I'm 24 years old 5'8 160lbs. I have already done a cycle of 1ad awhile back and had great results (but lost most of it due to tendionitis). Since 1ad is expiring and the price is rediculous I have been doing research on other products that can give me the same, or better results. I've tried to do my reading on these products but couldnt find much. Can anyone give me any info on these products. Which do you prefer?? Thanks in advance


----------



## 0pete9 (Apr 10, 2007)

Good question, I havent heard any postive or negative reviews on the hemadrol or the humaguno.


----------



## TaylorsNutrition (Apr 11, 2007)

We are selling lots of the hemaguno but haven't really gotten any feedback as of yet.


----------



## nni (Apr 11, 2007)

for mass check out havoc, i believe hemo is a better leaning agent.


----------



## nytmare021 (Apr 11, 2007)

Havoc? who makes that i tried to search it but didnt come up with much.
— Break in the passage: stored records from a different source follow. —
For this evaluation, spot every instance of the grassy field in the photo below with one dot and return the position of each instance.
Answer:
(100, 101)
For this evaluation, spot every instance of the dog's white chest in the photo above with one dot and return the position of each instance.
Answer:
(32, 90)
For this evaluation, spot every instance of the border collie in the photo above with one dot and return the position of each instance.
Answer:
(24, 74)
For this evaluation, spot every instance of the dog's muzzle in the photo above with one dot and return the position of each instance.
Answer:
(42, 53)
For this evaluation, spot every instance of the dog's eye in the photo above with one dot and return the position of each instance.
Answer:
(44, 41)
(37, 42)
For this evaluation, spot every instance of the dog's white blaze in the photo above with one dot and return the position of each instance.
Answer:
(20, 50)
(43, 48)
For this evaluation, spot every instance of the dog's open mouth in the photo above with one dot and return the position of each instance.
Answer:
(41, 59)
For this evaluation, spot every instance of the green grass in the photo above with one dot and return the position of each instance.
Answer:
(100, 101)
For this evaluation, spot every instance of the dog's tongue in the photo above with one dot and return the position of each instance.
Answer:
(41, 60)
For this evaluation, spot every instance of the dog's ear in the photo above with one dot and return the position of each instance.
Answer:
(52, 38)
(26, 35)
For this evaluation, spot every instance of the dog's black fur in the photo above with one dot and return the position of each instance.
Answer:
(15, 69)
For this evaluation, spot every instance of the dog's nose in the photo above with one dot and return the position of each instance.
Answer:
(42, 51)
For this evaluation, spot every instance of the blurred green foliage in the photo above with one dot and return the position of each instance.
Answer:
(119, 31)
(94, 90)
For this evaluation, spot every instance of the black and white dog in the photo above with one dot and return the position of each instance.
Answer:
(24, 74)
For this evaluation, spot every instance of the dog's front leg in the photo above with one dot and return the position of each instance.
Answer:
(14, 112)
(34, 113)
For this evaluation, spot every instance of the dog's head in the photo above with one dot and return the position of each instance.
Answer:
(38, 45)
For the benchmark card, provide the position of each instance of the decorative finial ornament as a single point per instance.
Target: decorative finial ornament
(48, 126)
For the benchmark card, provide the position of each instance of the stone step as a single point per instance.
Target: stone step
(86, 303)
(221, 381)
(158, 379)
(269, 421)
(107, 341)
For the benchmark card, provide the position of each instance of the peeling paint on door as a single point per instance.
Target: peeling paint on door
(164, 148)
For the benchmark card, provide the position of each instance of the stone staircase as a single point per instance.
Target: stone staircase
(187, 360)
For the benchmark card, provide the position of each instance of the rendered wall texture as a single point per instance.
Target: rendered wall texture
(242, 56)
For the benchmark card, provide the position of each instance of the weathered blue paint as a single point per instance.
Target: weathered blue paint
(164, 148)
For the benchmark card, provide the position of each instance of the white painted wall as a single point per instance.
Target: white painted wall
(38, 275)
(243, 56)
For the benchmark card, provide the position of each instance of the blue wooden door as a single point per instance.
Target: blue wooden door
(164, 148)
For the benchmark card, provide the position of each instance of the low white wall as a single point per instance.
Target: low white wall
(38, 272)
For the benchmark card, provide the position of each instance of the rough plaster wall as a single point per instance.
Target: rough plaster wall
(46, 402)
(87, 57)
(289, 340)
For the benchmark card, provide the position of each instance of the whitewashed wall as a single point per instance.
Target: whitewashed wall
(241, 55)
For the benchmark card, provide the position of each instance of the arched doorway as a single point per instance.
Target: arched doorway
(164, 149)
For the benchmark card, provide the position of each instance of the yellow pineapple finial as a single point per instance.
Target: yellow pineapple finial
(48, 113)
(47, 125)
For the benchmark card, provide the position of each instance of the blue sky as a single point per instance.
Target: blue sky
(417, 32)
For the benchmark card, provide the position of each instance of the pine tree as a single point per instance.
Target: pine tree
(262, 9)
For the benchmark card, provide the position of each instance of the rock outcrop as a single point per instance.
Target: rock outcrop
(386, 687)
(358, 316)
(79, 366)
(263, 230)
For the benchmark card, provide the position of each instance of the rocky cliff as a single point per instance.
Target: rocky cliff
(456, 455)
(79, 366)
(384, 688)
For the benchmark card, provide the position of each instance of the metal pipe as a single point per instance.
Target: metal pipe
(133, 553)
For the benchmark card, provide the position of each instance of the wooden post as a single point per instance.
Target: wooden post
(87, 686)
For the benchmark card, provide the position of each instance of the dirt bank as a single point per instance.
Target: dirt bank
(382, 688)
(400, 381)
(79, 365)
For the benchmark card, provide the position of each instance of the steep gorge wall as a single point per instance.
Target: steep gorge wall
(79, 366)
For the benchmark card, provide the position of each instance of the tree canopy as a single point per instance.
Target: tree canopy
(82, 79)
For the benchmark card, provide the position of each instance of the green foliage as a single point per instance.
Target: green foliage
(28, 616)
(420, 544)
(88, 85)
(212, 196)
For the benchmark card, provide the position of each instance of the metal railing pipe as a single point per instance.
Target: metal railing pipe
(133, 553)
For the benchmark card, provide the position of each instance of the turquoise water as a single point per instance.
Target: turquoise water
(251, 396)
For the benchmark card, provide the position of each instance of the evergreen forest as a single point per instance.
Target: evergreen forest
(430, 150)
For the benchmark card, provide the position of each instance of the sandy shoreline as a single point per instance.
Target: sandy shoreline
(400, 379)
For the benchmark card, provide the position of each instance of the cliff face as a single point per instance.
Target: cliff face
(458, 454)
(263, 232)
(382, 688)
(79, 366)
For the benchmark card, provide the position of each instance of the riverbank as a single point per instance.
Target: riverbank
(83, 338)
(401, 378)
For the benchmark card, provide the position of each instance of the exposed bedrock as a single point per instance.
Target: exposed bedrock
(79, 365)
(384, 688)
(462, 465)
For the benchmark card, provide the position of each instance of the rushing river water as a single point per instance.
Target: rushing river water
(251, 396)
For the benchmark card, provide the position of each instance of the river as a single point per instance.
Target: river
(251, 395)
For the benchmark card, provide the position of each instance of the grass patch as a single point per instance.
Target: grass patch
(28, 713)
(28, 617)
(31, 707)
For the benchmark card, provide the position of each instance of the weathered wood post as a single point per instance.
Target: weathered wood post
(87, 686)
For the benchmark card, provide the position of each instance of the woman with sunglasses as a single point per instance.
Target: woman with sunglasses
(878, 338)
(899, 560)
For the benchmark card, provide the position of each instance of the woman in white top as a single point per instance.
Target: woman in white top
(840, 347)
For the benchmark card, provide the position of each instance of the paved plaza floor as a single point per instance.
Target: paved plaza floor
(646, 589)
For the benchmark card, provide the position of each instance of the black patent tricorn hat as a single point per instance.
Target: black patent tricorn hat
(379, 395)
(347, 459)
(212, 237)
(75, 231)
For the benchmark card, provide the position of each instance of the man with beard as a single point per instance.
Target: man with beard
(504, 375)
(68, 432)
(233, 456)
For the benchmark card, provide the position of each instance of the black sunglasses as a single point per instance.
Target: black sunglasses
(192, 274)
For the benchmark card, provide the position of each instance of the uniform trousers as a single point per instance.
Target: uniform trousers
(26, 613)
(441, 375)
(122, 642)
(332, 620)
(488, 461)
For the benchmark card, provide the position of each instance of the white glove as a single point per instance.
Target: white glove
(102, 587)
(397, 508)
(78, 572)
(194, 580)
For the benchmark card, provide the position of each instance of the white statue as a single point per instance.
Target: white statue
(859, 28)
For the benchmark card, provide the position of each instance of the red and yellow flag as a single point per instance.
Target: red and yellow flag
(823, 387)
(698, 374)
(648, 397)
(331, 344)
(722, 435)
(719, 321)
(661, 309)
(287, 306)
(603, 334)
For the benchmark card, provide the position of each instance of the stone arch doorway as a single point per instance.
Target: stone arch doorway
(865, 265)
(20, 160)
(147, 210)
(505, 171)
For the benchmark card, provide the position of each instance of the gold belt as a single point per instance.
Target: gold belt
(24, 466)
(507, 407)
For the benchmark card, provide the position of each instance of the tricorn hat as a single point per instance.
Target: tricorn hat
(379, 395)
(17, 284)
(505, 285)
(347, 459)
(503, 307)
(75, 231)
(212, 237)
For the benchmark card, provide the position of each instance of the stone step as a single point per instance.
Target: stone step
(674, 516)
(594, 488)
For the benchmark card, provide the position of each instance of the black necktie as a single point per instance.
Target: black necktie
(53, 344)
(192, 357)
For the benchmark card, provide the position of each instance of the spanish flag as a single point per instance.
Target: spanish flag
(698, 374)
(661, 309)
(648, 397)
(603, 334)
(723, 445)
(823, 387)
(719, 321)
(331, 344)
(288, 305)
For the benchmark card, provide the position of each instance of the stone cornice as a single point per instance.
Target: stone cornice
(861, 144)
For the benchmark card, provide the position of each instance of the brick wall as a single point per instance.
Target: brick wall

Anyone else have info on any of these???


----------



## nni (Apr 11, 2007)

nytmare021 said:


> Havoc? who makes that i tried to search it but didnt come up with much. Anyone else have info on any of these???



havoc is made my rpn. obviously all of these are for over 21 only. stay away from epistane if you can.


----------



## kinkery (Apr 11, 2007)

nni said:


> havoc is made my rpn. obviously all of these are for over 21 only. *stay away from epistane if you can*.



why so?


----------



## BigDyl (Apr 11, 2007)

Epistane testing results


----------



## nni (Apr 11, 2007)

^^^^^^


----------



## BigDyl (Apr 11, 2007)

nni said:


> ^^^^^^



Can I have a free supplement?  lol


----------



## nni (Apr 11, 2007)

BigDyl said:


> Can I have a free supplement?  lol



hahaha. next time we do a call for testers, throw your hat in.


----------



## zombul (Apr 11, 2007)

I haven't tried Hemadrol but it is very similar to Halo 50 by comparison,EST's clone if you will so do some research on Halodrol 50 and see if that interests you.


----------



## METALLICA (Apr 12, 2007)

I would go with Hemaguno my buddy that i work out with started taking and he only used half the dose which is only 12.5mg. his weight was 220 when he started bf around 20% he just turned 40 yrs old too. the results where crazy after 1 month bf down to around 15% weight 210 and we hate cardio. i can't wait to start my cycle.


nytmare021 said:


> Havoc? who makes that i tried to search it but didnt come up with much. Anyone else have info on any of these???


----------



## METALLICA (Apr 13, 2007)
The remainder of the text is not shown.